CES: Hulu Plus Subs Hit 1.2 Million in 2011

Complete Coverage: CES 2012

In a discussion at CES of News Corp.'s digital strategy and its alliance with Microsoft to make content available on the Xbox platform, Jonathan Miller, chairman and CEO of News Digital Media and chief digital officer of News Corp. noted that subscription growth of the Hulu Plus product has exceeded their expectations, hitting 1.2 million in 2011.

"Hulu Plus we think will have a multiple of that this year," he noted.

During Variety's Entertainment Summit at a CES keynote conversation, Miller also described the growing importance of authenticated access or TV Everywhere deals in their content distribution strategies.

As part of that discussion, he noted that their larger relationships with operators affected both their decision not to sell their stake in Hulu and the way they approached the Microsoft deal announced earlier this week.

With the Xbox deal, Miller noted that they will make content from the Fox broadcast network and Fox News available as part of TV Everywhere deals with operators. Those deals with give subscribers to those operators-none of which have been announced-access the next day to broadcast content streamed to their Xbox Live.

In contrast, the video content from the gaming site IGN and the Wall Street Journal would not be authenticated.

This was designed, he explain to "both support an existing model [with the authenticated deals for Fox and Fox News] and to create new distribution channels" for the other properties.

Miller stressed that the existing relationship with operators like Comcast "is the master of the financial wellbeing of all U.S. based media," hence the growing important of licensing broadcast and cable content through TV Everywhere deals.

"But at same time we have another master, the consumer," he added, "and we have to figure out how to serve both masters in a way that doesn't undermine that business."

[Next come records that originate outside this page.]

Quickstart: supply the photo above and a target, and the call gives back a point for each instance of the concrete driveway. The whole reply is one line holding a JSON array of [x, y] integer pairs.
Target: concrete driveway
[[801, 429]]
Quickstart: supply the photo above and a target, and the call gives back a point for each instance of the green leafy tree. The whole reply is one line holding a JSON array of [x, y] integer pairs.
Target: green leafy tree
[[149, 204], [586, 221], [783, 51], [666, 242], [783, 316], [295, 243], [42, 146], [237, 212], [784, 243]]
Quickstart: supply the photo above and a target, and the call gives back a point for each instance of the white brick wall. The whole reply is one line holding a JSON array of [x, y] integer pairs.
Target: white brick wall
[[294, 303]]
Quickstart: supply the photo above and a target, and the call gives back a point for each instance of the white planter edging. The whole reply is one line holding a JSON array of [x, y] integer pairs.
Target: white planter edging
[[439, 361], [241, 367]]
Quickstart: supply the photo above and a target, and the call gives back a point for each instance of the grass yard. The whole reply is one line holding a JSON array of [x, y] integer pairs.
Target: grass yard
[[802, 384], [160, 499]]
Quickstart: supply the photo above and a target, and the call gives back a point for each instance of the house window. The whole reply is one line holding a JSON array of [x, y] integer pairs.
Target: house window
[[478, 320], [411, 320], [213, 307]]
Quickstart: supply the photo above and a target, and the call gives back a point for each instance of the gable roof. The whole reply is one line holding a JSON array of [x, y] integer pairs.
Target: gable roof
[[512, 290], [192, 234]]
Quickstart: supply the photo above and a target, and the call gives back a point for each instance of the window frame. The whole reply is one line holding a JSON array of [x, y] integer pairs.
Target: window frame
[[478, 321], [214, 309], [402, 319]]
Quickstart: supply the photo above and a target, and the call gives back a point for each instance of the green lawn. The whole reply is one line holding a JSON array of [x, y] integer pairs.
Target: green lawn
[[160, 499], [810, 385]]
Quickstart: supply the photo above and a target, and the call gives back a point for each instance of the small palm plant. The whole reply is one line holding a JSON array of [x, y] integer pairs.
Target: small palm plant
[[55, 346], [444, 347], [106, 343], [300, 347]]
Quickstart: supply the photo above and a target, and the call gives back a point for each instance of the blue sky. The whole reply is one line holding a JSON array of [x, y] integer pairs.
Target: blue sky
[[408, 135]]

The importance of strengthening that business model via digital distribution deals also played a role in the decision by Hulu's owners not to sell the Hulu last summer, Miller noted.

"We had real bids with billions in front of them," for Hulu, Miller said.

But the owners also felt that the market was "evolving very fast" and that there was no need to "rush to the exits" because it was still early days for an asset like Hulu, he said.

Ultimately, the News Corp. decided to retain its stake Hulu "as we moved it to a model that would fit into a more authentic world" where digital content rights would be licensed as part of larger deals with multichannel providers.

"So you now have an authenticated version where you get more programs sooner if you are an authenticated subscriber," he noted. "If not, you have to wait and you may not have the full season," for the free Hulu version.

This also gives Hulu a dual revenue stream of advertising and subscription revenue, he noted.

Miller noted that companies faced a number of difficult issues in their digital distribution strategies.